いずれも厚生労働大臣の指定施設での受講が必要となり、在職者の場合は雇用保険の加入期間が3年以上(はじめて支給を受ける場合は特例あり)、離職者の場合は資格喪失日(離職日の翌日)から1年以内に受講を開始しなければいけないなどの要件を満たす必要があります。資格取得を考えている人は、希望の資格が指定講座にあるかどうか、事前にチェックしてみましょう。

手取り収入がアップする方法

健康保険や年金保険料の次に多いのが、税金です。「会社員の節税」としては、老後資金の準備ができる「個人型確定拠出年金(iDeCo)」や医薬品の購入費用に対して活用できる「セルフメディケーション税制」もあります。さらに、自己負担で支払った転居費や資格取得費、図書費などを計上できる「給与所得者の特別支出控除」にも注目です。

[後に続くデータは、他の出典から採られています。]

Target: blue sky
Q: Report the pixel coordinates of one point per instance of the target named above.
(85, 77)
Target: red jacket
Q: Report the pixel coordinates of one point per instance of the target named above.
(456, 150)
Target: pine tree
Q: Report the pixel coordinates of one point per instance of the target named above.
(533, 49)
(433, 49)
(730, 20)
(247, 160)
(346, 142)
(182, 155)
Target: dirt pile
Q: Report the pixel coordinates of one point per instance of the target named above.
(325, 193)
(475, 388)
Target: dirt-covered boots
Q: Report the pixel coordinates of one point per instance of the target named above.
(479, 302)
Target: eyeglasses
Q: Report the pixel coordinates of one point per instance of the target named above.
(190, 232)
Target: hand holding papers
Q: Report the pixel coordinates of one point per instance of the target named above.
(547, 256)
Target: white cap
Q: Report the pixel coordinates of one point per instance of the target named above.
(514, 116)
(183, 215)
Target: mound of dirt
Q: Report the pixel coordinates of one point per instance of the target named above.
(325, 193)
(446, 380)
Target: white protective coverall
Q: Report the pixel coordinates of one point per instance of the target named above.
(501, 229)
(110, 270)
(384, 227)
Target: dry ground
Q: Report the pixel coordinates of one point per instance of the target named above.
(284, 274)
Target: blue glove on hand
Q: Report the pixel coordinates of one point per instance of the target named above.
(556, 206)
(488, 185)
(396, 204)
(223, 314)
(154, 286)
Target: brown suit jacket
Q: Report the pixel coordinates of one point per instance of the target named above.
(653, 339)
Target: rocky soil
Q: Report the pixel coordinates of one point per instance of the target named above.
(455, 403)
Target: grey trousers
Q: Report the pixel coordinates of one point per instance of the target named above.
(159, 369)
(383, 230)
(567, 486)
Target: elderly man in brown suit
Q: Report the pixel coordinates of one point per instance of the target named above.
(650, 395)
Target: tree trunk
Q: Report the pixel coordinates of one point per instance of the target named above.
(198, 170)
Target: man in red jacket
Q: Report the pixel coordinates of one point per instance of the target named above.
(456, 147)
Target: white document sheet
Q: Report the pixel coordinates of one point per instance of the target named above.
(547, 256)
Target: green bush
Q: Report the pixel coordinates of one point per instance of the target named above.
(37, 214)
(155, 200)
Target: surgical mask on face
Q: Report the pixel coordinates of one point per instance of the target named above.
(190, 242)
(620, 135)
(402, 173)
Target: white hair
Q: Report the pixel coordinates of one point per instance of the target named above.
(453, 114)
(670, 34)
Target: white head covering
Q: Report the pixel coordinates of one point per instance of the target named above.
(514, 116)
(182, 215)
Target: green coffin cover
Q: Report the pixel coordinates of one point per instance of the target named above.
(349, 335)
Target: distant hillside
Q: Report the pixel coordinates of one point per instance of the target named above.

そのほかにも「医療費控除」「雑損控除」など確定申告によって、税金を減らすことができる制度はたくさんあります。生命保険や地震保険の支払金額に応じて税金が少なくなる「保険料控除」もありますので、必要に応じて上手に加入していくことで、税金を減らし、手取り収入を増やすことができるでしょう。

残業代が多い人は要注意

業績の悪化や、社内規制で残業時間が減ったとき、今まで残業代が多かった方は一気に手取り収入が減ってしまいます。残業代込みで生活設計をされていた方は、住宅ローンの支払いに困ったり、生活費を大幅に見直ししたりする必要がでてくるのです。残業代は「おまけ」と思って、貯蓄に回すなど生活費とは別管理しましょう。給与明細の「支給」部分を見て、残業代がいくらになっているのか、確認してみてください。

がんばって働いたお金だからこそ、大切に

「収入から何が引かれるのか」「どれくらいが手元に残るのか」「手取り収入を増やすにはどうすれば良いのか」を把握することは重要です。仕事で得た収入は、がんばって働いた自分のお金になります。そのお金を、今後に活かすためにも、しっかりと給与明細の項目をチェックしながら夢を膨らませていきましょう。